The US Court of Appeals for the Federal Circuit found that a district court abused its discretion in granting a preliminary injunction enjoining a patent holder from making claims of patent infringement without finding that those infringement claims were made in bad faith. The Federal Circuit reversed, vacated and remanded the district court’s decision. Myco Indus., Inc. v. BlephEx, LLC, Case No. 2019-2374 (Fed. Cir. Apr. 3, 2020) (O’Malley, J.).

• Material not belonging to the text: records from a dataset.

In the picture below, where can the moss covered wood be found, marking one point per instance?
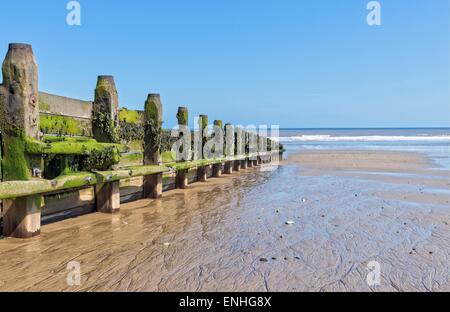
(153, 129)
(19, 111)
(105, 111)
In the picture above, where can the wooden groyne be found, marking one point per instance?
(62, 157)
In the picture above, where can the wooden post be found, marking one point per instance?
(105, 127)
(237, 165)
(105, 111)
(108, 197)
(218, 148)
(217, 170)
(152, 141)
(19, 119)
(228, 169)
(181, 178)
(229, 148)
(202, 172)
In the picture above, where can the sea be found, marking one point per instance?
(434, 142)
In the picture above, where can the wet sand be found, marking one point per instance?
(230, 234)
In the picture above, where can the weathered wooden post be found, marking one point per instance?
(182, 175)
(238, 148)
(105, 127)
(19, 120)
(202, 171)
(229, 148)
(218, 137)
(248, 149)
(244, 162)
(105, 111)
(152, 142)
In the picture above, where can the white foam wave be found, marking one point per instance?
(375, 138)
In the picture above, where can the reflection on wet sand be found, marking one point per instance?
(230, 234)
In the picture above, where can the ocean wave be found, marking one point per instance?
(375, 138)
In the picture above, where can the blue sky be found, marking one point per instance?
(293, 63)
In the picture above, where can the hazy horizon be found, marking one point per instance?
(309, 64)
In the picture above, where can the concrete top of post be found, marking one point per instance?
(20, 46)
(106, 77)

Myco Industries and BlephEx both commercialized products used to treat an ocular disorder. During a 2019 industry trade show, BlephEx’s patent inventor confronted his former business partner, now Myco’s chairman, accusing Myco of infringing on BlephEx’s patents and allegedly threatening patent litigation against Myco’s potential customers. Myco sought a declaratory judgment that it had not infringed on BlephEx’s patent and that the claims of BlephEx’s patent were invalid under 35 USC §§102, 103 and/or 112, and sought injunctive and monetary relief under state and federal unfair competition laws. Myco also moved for a preliminary injunction to bar BlephEx from making false allegations that Myco’s activities infringed on BlephEx’s patent and from threatening litigation against Myco’s customers. The district court granted Myco’s motion for a preliminary injunction, and BlephEx appealed.

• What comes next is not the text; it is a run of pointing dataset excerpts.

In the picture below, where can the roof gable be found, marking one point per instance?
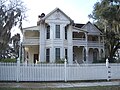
(91, 29)
(57, 14)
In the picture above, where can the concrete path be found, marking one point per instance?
(56, 84)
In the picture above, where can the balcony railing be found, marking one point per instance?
(31, 41)
(83, 42)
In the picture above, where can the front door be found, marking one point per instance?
(35, 58)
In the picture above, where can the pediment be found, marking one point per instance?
(32, 28)
(58, 15)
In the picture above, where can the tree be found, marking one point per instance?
(106, 15)
(12, 12)
(16, 42)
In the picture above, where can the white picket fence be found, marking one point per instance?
(58, 72)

The Federal Circuit reviewed the district court’s determination of whether to grant a preliminary injunction for an abuse of discretion, and reviewed de novo the district court’s assessment of whether Myco was likely to succeed on the merits of its claim. Courts balance four factors when assessing whether to grant a preliminary injunction:
- Whether the movant has a strong likelihood of success on the merits
- Whether the movant would suffer irreparable injury absent an injunction
- Whether the issuance of an injunction would substantially harm others
- Whether the public interest is served.
Patent laws, however, permit a patent holder to inform a potential infringer of its patent rights so that the potential infringer can assess whether to seek a license or risk liability. Federal patent law also requires a showing of bad faith before a patent holder may be enjoined from communicating its patent rights. Bad faith requires that the claims at issue be “objectively baseless,” meaning no reasonable litigant could reasonably expect success on the merits.
The Federal Circuit held that the district court abused its discretion by granting Myco’s preliminary injunction without first finding that BlephEx’s claims of patent infringement were made in bad faith. The Federal Circuit noted that the district court expressly declined to find that any of BlephEx’s statements were either false or misleading.
The Federal Circuit rejected Myco’s argument that it sought a narrow injunction to prevent BlephEx from making objectively baseless and bad faith threats of litigation against Myco’s potential medical practitioner customers, whom Myco argued were statutorily immune from liability. In rejecting this argument, the Court reasoned that Myco sought to prevent BlephEx from speaking about any alleged infringement by Myco; that while statutory immunity may prevent a patent holder from seeking a remedy against a medical practitioner, it does not render the practitioners noninfringers; and that there was no evidence that BlephEx threated litigation against Myco’s potential customers. Accordingly, an inference of bad faith was inappropriate.
After reversing the district court’s grant of preliminary injunction, the Federal Circuit vacated the district court’s finding that Myco had shown a strong likelihood of success on the merits—one of the factors considered in determining whether to grant a preliminary injunction. With respect to patent infringement claims, this factor requires a determination that the alleged infringer likely does not directly infringe on the patent at issue, which in turn requires claim construction and a conclusion that use of the product does not read on those claims. The Court found that the district court’s claim construction improperly limited the scope of the patent’s claims and violated the doctrine of claim differentiation by reading a dependent claim’s limitation into an independent claim.
Finally, the Federal Circuit found that the district court conflated the invention claimed in the patent at issue with the commercial product that resulted from that patent. Claim construction requires that a court assess the limitations of a patent’s claims rather than the features of the commercial embodiment of the invention.
Given these errors of law, the Federal Circuit vacated the finding that Myco was likely to succeed on the merits of its noninfringement claims and vacated the court’s grant of a preliminary injunction as to BlephEx’s generalized allegations of patent infringement.